04/08/2020 - 09:00

Lease dispute has no easy answer

04/08/2020 - 09:00


Save articles for future reference.

Refrigeration business finds the devil really is in the detail when it comes to lease contracts.

Lease dispute has no easy answer
Container Refrigeration’s facilities at Rous Head are now the subject of a disagreement over compensation payments.

What happens when a single clause in a voluminous lease contract appears, at least to the layperson, to constitute a legal nonsense?

It’s a question with which Container Refrigeration owner director Christine Robbins has been wrestling for more than a year, after the business walked away from its Rous Head premises at the end of November 2018.

Under the original contract with the Fremantle Ports, signed in 1995 by Eftus Transport and taken over by Container Refrigeration’s parent company, Robbins Enterprises, in 2003, compensation was to be paid by the FPA for any improvements abandoned on the 28,000 square metre block at the end of the lease.

By the time Container Refrigeration left, after being offered a new lease that its directors found unsuitable, it had built two large distribution warehouses, offices and other storage facilities that covered about 5,000 square metres of the block.

Mrs Robbins expected to receive compensation of about $2.6 million.

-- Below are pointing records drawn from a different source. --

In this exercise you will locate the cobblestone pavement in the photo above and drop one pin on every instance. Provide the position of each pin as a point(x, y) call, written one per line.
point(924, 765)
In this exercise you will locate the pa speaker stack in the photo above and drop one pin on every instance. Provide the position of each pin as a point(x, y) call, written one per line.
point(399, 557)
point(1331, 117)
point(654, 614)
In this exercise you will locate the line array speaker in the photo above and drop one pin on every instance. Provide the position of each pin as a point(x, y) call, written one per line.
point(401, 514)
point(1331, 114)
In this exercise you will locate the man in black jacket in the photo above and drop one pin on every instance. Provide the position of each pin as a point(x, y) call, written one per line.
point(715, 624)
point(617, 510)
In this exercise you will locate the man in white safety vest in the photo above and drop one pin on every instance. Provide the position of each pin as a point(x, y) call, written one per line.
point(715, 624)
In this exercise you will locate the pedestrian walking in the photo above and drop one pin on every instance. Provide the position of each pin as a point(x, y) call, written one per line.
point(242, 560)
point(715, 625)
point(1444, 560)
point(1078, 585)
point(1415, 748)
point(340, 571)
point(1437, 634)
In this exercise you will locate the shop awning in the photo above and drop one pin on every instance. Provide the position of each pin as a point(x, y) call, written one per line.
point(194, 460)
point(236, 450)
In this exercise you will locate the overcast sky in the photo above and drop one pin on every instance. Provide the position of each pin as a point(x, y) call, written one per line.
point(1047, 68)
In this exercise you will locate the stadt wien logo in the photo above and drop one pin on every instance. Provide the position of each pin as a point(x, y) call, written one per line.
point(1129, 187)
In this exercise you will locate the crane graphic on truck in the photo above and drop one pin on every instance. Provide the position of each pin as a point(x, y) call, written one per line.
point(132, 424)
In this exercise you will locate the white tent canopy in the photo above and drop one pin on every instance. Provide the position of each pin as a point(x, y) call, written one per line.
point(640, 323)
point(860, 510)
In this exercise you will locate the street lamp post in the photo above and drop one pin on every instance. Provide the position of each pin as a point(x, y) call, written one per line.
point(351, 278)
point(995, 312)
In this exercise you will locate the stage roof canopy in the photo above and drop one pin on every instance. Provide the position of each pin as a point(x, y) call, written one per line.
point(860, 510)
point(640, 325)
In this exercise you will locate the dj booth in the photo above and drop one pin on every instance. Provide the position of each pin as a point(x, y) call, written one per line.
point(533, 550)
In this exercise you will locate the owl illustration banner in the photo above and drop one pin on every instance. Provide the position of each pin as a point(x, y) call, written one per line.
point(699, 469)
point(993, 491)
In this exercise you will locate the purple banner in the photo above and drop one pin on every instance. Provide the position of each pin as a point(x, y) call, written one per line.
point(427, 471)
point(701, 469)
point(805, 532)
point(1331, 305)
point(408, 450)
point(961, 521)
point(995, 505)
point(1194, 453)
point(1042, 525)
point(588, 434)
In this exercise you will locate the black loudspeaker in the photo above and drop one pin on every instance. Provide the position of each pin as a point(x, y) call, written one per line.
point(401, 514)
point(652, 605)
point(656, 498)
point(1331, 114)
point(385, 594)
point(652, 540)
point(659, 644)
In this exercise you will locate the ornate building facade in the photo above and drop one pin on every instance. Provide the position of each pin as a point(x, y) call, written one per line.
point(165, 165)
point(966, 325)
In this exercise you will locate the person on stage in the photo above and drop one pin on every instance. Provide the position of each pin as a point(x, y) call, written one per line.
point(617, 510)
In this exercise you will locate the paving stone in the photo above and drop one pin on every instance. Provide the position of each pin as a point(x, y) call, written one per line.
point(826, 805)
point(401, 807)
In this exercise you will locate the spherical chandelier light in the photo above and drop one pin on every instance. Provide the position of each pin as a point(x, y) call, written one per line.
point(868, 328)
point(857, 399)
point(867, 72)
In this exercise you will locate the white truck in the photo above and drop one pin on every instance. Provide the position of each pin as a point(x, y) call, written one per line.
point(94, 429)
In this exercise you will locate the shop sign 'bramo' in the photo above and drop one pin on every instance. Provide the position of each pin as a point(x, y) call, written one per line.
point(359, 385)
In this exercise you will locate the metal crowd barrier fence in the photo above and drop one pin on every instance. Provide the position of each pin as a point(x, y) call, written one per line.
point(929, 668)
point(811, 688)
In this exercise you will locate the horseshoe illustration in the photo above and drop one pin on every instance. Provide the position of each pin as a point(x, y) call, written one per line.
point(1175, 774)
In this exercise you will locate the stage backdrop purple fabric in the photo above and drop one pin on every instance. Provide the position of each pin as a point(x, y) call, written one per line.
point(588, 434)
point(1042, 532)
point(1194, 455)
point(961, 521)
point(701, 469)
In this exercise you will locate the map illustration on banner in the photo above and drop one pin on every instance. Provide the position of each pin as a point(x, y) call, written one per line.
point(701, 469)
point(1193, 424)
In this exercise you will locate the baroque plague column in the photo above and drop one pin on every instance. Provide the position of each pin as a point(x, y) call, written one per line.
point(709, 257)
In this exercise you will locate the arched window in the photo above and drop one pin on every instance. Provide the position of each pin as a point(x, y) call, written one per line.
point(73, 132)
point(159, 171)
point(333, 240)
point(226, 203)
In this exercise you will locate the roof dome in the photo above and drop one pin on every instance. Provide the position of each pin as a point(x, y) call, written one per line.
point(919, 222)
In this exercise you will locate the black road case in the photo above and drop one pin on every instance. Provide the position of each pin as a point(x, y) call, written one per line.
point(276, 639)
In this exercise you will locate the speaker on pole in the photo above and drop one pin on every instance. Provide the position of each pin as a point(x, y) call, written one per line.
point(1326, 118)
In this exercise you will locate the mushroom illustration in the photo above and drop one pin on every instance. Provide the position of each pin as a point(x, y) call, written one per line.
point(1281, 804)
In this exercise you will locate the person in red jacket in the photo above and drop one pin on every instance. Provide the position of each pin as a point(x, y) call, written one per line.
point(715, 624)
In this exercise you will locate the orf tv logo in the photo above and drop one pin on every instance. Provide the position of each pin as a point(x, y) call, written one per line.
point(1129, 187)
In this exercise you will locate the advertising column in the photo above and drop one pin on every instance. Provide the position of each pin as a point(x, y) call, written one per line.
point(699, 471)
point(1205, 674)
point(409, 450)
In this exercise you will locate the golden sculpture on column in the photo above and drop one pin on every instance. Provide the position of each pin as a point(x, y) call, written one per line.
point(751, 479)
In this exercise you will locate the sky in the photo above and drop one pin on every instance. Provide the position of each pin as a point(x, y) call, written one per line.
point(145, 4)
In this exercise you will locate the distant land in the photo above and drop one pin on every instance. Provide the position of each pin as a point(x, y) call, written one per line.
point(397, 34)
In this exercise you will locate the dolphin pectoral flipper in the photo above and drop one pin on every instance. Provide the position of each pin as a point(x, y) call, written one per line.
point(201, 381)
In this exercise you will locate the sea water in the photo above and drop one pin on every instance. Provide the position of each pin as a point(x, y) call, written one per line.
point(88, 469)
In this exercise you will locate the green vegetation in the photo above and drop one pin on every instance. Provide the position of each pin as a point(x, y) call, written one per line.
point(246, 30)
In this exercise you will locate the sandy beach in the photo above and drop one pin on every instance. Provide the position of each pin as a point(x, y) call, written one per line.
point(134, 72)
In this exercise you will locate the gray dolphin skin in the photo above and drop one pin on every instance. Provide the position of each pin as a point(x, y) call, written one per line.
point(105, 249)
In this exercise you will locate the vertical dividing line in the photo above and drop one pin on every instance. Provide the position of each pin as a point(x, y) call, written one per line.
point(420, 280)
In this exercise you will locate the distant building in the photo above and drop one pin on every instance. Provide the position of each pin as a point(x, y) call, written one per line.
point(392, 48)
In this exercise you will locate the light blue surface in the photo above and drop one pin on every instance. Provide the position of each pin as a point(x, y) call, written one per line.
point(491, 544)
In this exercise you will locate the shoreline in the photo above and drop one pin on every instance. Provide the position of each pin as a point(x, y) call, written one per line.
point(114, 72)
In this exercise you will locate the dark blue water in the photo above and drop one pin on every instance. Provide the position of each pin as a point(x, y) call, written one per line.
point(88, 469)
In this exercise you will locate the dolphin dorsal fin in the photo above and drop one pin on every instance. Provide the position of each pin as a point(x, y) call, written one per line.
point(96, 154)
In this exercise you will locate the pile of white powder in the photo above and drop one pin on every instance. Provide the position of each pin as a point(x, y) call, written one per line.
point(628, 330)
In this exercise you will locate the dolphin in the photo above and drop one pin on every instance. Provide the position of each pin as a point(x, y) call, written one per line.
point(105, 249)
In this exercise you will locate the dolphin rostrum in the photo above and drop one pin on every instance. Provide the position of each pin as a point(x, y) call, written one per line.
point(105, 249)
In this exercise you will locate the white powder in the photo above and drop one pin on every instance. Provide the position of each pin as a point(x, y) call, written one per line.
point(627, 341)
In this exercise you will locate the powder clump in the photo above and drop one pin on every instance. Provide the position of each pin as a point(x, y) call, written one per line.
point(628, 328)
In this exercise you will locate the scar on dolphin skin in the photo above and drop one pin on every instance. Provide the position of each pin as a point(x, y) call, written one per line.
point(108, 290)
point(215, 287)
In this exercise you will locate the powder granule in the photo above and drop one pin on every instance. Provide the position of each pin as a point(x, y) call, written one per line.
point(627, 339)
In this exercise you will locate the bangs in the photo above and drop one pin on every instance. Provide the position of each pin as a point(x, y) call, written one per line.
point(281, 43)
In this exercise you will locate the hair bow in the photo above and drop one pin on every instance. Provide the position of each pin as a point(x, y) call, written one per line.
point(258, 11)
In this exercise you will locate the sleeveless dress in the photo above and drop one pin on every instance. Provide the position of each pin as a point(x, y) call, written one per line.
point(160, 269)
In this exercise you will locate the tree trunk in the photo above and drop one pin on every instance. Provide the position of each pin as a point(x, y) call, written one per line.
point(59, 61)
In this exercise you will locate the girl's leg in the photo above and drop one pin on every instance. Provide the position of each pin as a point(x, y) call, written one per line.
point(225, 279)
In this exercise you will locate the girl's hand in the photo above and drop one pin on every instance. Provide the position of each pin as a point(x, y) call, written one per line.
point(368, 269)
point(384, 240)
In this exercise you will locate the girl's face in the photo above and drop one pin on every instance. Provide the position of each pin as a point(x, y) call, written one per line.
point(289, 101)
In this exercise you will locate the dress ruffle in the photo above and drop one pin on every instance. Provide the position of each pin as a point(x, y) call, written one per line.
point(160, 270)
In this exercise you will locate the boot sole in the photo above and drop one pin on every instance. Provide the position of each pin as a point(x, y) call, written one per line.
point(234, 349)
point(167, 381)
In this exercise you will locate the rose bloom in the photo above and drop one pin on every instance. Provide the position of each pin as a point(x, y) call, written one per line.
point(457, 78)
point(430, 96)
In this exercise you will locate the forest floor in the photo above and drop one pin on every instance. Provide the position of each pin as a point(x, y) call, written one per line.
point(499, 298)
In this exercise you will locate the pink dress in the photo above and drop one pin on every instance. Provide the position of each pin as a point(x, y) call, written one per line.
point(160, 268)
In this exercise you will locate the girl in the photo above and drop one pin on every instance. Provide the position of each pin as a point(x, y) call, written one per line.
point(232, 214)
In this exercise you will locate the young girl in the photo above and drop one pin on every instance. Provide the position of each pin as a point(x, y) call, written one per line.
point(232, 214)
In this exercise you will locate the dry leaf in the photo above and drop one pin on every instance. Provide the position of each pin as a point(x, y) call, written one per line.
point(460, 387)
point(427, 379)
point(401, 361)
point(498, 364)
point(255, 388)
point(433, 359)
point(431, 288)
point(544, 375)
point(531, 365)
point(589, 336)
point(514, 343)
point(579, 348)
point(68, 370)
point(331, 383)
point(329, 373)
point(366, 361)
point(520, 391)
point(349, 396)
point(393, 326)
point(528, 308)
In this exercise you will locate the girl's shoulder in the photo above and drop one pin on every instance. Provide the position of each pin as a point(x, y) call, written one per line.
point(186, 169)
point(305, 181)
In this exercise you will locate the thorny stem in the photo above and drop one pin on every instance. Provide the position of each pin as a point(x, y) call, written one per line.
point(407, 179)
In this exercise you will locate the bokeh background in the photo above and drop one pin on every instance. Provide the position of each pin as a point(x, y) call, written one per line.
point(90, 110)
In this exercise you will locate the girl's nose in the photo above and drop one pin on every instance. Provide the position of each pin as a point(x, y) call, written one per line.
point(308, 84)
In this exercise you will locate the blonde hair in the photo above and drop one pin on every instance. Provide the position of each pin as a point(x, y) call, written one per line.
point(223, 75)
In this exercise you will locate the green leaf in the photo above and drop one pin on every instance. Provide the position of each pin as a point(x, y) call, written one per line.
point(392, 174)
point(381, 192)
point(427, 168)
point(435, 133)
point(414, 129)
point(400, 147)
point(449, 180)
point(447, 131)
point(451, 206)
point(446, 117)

Instead, she has found herself involved in a dispute with the FPA, which now argues the contractually agreed method for determining the value of the improvements effectively mean they have zero dollar value.

Under the contract, the FPA was required to pay compensation to Container Refrigeration unless Container Refrigeration decided to move the improvements to another site, or was asked to remove them by the FPA.

If they were not removed, the parties were to come to an agreement on the amount of the compensation to be paid, or each employ a valuer who would get together to determine the “fair value”.

But here’s where it gets interesting: in reaching an opinion as to the “fair value” of the abandoned improvements, the valuers are required to take into account the age, condition and state of repair of the improvements and “the balance of the term remaining [on the lease]”.

Of course, the only reason compensation ever becomes payable is because the lease has come to an end. The question of compensation, therefore, only ever arises when the balance of the term remaining is zero.

The FPA’s valuer, David Molony from McGees Property, found in his report that the value of the improvements were $0 because there was no term remaining on the lease, but warned there could be: “An alternate legal precedent/position supporting a different assumption regarding the balance term and/or how the assumed balance term would influence ‘fair value’ and how it is calculated.”

Upon receiving their valuer’s report, the FPA, which previously offered Mrs Robbins $200,000 for the abandoned improvements, revised its compensation offer to $0.

UWA Law School senior lecturer Sagi Peari said the courts took seriously the literal meaning of any clause contained within a contract so as to provide predictability to the parties.

This was especially the case when contracts involved only commercial parties. However, there was a common sense exception that allowed the court to interpret clauses in a different way if they could be shown to be a nonsense, he said.

“If the language is not clear and the judge or arbitrator decides it is not clear and that it contradicts common sense, they can offer another interpretation. But they will be very conservative in incorporating something that the parties didn’t actually say,” Dr Peari said. “The nonsense must be really nonsense.”

Mrs Robbins said the FPA’s argument about fair value was just one in a series of arguments the authority had put forward to avoid having to pay compensation.

“For the [FPA] to continue to fight people tooth and nail instead of fair value being paid as an absolute right, which in reality it is, is injustice at its very worst,” she said.

Mrs Robbins said the company had met directly with the FPA board in late 2019, but had been unable to reach agreement on compensation.

FPA manager corporate and community relations Neil Stanbury said three separate offers of compensation had been made for the improvements abandoned by Container Transport, but all had been rejected.

“Because the parties have not agreed on a compensation amount, the lease provides for the amount to be determined by commercial arbitration. Robbins Enterprises has to date chosen not to progress this avenue to resolve the issue,” he said.

“Robbins Enterprises has declined to meet or engage in discussions with Fremantle Ports. We have expressed on numerous occasions our willingness to resolve the matter, either directly or through their representatives, however, these offers have not been taken up.”